The Seahorse Inn Gay hotelier developed first Mustang Island beach resort in 1950s, opened doors to LGBTQ guests DAVID WEBB | Contributing Writer davidwaynewebb@yahoo.com PORT ARANSAS — The Texas Gulf Coast is known for growing colorful characters, and Jack Coffman Cobb, a gay hotelier who opened Mustang Island’s first beach resort and developed its first beach apartments, still stands out as one of the most memorable almost four decades after his death.
Port Aransas is no longer the small fishing village it was when Cobb launched his resort on top of one of the beach town’s highest sand dunes in 1956.

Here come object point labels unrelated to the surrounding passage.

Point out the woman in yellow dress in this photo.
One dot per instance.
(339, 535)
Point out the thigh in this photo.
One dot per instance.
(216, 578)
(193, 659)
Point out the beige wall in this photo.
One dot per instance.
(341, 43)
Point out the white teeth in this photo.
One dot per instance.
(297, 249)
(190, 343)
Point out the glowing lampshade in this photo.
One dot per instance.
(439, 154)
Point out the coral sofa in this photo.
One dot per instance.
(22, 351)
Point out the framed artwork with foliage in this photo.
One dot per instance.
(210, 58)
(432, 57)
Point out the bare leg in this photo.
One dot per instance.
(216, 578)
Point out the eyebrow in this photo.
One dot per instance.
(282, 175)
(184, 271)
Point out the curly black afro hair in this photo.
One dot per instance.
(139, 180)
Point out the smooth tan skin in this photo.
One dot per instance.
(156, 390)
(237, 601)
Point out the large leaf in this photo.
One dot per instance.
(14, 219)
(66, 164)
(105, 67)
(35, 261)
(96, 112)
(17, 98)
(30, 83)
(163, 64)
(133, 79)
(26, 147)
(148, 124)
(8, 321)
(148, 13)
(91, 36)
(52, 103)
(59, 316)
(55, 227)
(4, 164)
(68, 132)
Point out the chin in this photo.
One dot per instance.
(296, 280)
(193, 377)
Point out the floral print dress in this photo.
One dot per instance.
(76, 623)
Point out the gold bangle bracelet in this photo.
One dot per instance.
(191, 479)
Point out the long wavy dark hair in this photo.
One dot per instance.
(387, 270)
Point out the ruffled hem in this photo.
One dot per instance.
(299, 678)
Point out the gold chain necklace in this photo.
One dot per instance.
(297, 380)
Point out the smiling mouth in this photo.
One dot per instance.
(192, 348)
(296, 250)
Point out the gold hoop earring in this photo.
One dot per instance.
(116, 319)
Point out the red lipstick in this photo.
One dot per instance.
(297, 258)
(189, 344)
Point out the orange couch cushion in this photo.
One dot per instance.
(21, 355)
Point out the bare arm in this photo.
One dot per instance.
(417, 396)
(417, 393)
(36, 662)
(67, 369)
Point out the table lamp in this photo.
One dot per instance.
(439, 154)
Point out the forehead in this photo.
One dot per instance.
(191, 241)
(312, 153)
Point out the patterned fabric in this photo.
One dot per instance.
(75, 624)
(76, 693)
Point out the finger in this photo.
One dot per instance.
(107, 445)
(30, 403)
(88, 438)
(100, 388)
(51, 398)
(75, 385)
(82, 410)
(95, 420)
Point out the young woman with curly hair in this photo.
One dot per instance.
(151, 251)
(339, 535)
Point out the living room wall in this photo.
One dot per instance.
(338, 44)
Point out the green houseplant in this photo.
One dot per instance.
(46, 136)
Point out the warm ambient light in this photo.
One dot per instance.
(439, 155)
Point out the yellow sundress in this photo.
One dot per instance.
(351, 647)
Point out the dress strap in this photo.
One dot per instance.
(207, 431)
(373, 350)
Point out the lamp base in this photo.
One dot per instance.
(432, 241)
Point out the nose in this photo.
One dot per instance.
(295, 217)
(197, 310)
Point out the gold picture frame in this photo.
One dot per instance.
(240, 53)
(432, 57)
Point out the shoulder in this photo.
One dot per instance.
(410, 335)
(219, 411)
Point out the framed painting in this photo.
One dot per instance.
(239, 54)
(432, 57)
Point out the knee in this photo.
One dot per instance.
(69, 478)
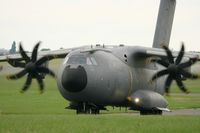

And today, most of the newcomer residents and visitors know little of Cobb and his avant-garde hotel that featured one of the area’s first swimming pools.
But old-timers well remember him and the hotel he christened the Seahorse Inn which featured an elegant restaurant and bar. They also recall with a shudder the grisly murder of Cobb’s life partner and heir, Michael Robert, in 1996 that led to the resort’s demise 11 years after the developer’s death. (You can read about that online at DallasVoice.com/a-man-and-a-murder-remembered.) Jack Cobb with a friend at Seahorse Inn In the beginning When the Seahorse Inn first opened, its flamboyant operator and the guests he sought out from the arts world — many of whom were gay — quickly became a topic of gossip and speculation about wild parties and bizarre behavior.